Several useful parameters contribute to fluidization in the turbulent regime in accordance with the process of the present invention. When employing a ZSM-5 type zeolite catalyst in fine powder form, such a catalyst should comprise the zeolite suitably bound or impregnated on a suitable support with a solid density (weight of a representative individual particle divided by its apparent "outside" volume) in the range from 0.6-2 g/cc, preferably 0.9-1.6 g/cc. The catalyst particles can be in a wide range of particle sizes up to about 250 microns, with an average particle size between about 20 and 100 microns, preferably in the range of 10-150 microns and with the average particle size between 40 and 80 microns. When these solid particles are placed in a fluidized bed where the superficial fluid velocity is 0.3-2 m/sec, operation in the turbulent regime is obtained. The velocity specified here is for an operation at a total reactor pressure of about 0 to 30 psig (100 to 300 kPa). Those skilled in the art will appreciate that at higher pressures, a lower gas velocity may be employed to ensure operation in the turbulent fluidization regime. The reactor can assume any technically feasible configuration, but several important criteria should be considered. The bed of catalyst in the reactor can be at least about 5-20 meters in height. Fine particles may be included in the bed, especially due to attrition, and the fines may be entrained in the product gas stream. A typical turbulent bed may have a catalyst carryover rate up to about 1.5 times the reaction zone inventory per hour. If the fraction of fines becomes large, a portion of the carryover can be removed from the system and replaced by larger particles. It is feasible to have a fine particle separator, such as a cyclone and/or filter means, disposed within or outside the reactor shell to recover catalyst carryover and return this fraction continuously to the bottom of the reaction zone for recirculation at a rate of about one catalyst inventory per hour. Optionally, fine particles carried from the reactor vessel entrained with effluent gas can be recovered by a high operating temperature sintered metal filter.

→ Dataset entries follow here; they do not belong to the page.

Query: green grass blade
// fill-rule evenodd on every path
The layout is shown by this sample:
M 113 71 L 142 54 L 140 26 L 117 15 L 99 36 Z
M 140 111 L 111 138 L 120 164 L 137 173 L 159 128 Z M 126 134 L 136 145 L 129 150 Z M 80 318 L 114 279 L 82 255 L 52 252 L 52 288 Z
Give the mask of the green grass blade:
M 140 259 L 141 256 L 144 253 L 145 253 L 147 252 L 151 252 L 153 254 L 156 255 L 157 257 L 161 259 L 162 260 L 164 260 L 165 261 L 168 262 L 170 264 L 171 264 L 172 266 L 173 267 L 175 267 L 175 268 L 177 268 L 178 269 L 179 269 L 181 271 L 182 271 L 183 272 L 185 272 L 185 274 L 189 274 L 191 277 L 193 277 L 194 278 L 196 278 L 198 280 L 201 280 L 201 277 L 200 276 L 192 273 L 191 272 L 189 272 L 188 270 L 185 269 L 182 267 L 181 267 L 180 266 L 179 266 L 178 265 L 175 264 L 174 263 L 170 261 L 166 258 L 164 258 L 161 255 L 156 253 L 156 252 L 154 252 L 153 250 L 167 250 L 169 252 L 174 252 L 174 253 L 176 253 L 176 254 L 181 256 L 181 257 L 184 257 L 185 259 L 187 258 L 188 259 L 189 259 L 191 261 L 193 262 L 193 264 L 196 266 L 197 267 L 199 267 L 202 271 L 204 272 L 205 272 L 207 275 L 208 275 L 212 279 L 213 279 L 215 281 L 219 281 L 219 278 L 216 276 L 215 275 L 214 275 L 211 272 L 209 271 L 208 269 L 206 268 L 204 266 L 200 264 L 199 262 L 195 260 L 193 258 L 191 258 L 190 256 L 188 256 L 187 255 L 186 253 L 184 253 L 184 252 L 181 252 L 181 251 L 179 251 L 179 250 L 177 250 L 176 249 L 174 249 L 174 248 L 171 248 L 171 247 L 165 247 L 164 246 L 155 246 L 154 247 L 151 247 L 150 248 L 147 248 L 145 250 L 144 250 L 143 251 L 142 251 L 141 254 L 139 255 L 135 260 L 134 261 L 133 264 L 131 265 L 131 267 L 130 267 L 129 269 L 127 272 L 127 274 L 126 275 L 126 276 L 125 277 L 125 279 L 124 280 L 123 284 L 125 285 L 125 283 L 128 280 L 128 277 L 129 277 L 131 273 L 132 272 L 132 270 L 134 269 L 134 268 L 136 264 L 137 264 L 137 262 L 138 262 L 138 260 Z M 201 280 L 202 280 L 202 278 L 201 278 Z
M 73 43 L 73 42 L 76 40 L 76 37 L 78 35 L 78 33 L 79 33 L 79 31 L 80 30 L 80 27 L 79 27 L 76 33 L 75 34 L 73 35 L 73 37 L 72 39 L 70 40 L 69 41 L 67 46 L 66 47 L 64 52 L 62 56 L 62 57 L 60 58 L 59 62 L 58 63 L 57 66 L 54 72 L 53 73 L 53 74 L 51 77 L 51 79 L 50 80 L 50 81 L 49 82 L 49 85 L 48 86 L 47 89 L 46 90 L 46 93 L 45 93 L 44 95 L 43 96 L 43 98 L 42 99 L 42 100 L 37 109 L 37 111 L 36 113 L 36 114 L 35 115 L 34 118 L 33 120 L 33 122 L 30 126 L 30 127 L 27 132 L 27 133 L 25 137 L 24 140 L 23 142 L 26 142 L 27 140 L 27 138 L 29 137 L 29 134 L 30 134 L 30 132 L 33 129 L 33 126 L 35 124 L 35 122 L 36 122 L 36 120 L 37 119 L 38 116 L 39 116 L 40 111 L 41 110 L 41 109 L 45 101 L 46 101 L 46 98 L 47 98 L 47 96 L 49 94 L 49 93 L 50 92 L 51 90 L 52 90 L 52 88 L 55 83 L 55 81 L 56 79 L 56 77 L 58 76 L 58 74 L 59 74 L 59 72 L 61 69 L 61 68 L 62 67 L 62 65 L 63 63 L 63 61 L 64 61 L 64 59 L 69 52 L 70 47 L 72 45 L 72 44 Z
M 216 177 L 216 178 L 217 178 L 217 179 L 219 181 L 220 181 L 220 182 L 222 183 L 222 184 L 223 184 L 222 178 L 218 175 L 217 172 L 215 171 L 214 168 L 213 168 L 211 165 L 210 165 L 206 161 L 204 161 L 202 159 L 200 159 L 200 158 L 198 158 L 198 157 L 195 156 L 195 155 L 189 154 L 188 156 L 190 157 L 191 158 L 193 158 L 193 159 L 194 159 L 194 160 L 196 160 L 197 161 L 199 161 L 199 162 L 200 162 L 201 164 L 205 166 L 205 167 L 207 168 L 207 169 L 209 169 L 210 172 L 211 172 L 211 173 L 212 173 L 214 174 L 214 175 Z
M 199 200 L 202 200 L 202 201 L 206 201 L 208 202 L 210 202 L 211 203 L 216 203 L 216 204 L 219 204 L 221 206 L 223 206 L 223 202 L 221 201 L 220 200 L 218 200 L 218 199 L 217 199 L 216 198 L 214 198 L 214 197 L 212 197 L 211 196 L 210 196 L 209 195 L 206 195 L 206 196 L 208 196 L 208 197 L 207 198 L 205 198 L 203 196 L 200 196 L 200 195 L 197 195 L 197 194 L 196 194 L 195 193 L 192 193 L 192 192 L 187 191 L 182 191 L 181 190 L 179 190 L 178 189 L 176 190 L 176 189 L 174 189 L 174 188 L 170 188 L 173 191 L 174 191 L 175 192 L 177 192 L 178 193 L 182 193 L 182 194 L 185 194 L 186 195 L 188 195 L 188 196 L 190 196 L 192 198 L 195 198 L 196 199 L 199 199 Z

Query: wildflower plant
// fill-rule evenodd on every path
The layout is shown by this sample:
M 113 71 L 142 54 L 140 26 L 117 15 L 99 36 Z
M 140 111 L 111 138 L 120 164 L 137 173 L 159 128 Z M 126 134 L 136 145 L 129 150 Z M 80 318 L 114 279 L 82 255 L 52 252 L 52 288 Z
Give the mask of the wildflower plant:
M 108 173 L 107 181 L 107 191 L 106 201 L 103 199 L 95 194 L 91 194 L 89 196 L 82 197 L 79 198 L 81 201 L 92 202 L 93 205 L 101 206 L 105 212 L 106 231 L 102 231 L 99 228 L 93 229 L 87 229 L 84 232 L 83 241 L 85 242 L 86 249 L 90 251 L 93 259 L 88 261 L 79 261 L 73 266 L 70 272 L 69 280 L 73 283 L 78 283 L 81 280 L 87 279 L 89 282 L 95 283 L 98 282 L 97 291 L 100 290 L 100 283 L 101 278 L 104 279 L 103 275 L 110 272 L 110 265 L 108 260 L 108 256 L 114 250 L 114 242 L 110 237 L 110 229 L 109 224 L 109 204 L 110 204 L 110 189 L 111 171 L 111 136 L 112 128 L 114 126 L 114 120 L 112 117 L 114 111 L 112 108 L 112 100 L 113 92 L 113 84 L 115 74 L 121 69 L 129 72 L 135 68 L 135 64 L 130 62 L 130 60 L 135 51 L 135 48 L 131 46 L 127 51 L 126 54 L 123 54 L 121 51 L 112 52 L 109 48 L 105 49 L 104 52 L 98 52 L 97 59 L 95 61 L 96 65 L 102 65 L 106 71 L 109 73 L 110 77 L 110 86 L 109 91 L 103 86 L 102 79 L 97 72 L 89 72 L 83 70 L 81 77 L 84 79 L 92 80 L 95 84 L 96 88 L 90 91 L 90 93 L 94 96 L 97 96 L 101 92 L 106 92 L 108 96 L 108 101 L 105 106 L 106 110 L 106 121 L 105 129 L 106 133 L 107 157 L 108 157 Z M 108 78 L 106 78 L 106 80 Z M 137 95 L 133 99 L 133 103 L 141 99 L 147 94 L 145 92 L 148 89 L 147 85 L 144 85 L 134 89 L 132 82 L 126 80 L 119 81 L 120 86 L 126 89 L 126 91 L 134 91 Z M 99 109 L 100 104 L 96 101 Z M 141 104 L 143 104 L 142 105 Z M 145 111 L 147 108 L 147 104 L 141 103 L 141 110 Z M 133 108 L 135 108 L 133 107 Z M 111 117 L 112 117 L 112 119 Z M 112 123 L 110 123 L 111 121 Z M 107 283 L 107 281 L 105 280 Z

A typical reactor unit employs a temperature-controlled catalyst zone with indirect heat exchange and/or adjustable gas quench, whereby the reaction temperature can be carefully controlled within an operating range of about 500° to 900° F. (204° to 482° C.), preferably at average reactor temperature of 600° to 800° F. (316° to 427° C.). The reaction temperature can be in part controlled by exchanging hot reactor effluent with feedstock and/or recycle streams. Optional heat exchangers may recover heat from the effluent stream prior to fractionation. Part or all of the reaction heat can be removed from the reactor by using cold feed, whereby reactor temperature can be controlled by adjusting feed temperature. The reactor is operated at moderate pressure of about 50 to 500 psig (445 to 3550 kPa), preferably 100 to 250 psig (790 to 1825 kPa). The weight hourly space velocity (WHSV), based on olefins in the fresh feedstock is about 0.1-5 WHSV and the weight hourly space velocity (WHSV) based on total hydrocarbons is 0.1 to 10.0 WHSV.
Typical product fractionation systems that can be used are described in U.S. Pat. No. 4,456,779 and U.S. Pat. No. 4,504,693 (Owen et al).